Es más, según la FAO (Ïdem) la demanda de biocombustibles podría conllevar a una presión adicional la base de recursos naturales, lo que a su vez podría traer secuelas social y ambientalmente nocivas, en particular para quienes no poseen el acceso a la energía, los alimentos, la tierra y el agua.

            Para Porras del Corral (2005) una sencilla ojeada al pasado nos habilitará para advertir como apenas hace unas décadas varias de las cuestiones que en el presente son objeto de debate en el terreno de la biociencia y sus aplicaciones tecnológicas, inclusive algunas de ellas con una enérgica presencia en los medios de comunicación social –como las relacionadas con el genoma humano, la terapia génica, las técnicas de reproducción humana asistida, la clonación humana, los embriones congelados, las células madres y su posible utilización, los transgénicos, etc.- apenas si poseían lugar en el universo de la ciencia ficción.

En nuestros días, sostiene el autor (Ídem), el escenario es muy diferente, la prisa con la que suceden los hechos demanda una toma de decisión vertiginosa por parte de la sociedad, de manera que le posibilite hallar en cada instante la respuesta apta que satisfaga las necesidades del ser humano.

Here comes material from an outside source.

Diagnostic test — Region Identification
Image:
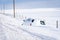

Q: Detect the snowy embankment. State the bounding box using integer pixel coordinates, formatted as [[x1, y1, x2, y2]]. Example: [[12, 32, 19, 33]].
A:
[[0, 14, 60, 40]]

Asimismo, afirma Porras del Corral (Ídem) En un mundo fraccionado con cosmovisiones tan disímiles e intereses tan heterogéneos, es prácticamente quimérico que exista una respuesta única y común a un problema trazado en el ámbito de la biociencia y en el de sus aplicaciones tecnológicas. No puede en consecuencia negarse ni la falta de entendimiento en varias de los asuntos cardinales que se suscitan, ni la necesidad por derivada de hallar unos valores o principios idóneos para fundar un marco de respeto hacia el ser humano en general y hacia la vida en particular. 

En ese mismo orden de ideas, el autor indica que en cualquier caso la revolución biotecnológica ha inducido reacciones numerosas, dado que algunos han querido percibir en ella una estela de esperanza apta para poner fin a muchos de los males que la humanidad viene sobrellevando secularmente o al menos el de atenuarlos, mientras otros advierten de los riesgos que el empleo de determinadas técnicas puede acarrear al ser humano. 

Coincidimos con Porras del Corral (Ídem) en que lo cierto en este asunto, como suele acontecer con frecuencia  es que debe ser juzgada con sensatez y ponderación, midiendo beneficios y riesgos, de forma que para lograr el fin aspirado –el servicio a la vida, a la vida humana y en general a la humanidad- se utilicen los medios correctos. Pues no todo lo que técnicamente puede hacerse debe hacerse, y es que la tentación del “Seréis como dioses” ya contenida en el Génesis, de una u otra forma ha acompañado al hombre a lo largo de la historia (Ídem).  

Referencias Bibliográficas.

Kubli-García, F. (2006). Biotecnología y Derechos Humanos. Ponencia presentada en el I Congreso Internacional de Derecho Internacional de los Derechos Humanos. Universidad Autónoma de México, México DF.
Melgar-Fernández, M. (2005). Biotecnología y Propiedad Intelectual: un enfoque integrado desde el derecho internacional. Universidad autónoma de México.
Organización de las Naciones Unidas para la Agricultura y la alimentación (2008). El estado mundial de la agricultura y la alimentación 2008. Roma: FAO.
Porras del Corral, M. (2005). Biotecnología, Bioética y Derechos Humanos. En A. Ruiz (Ed.), Bioética y Derechos humanos: implicaciones sociales y jurídicas (pp. 59-79). Sevilla: Universidad de Sevilla.

Fuente (s) Electrónica (s).
Consejo Argentino para la Información y Desarrollo de la Biotecnología. (2012). [Sitio web en línea]. Disponible en: www.argenbio.org/.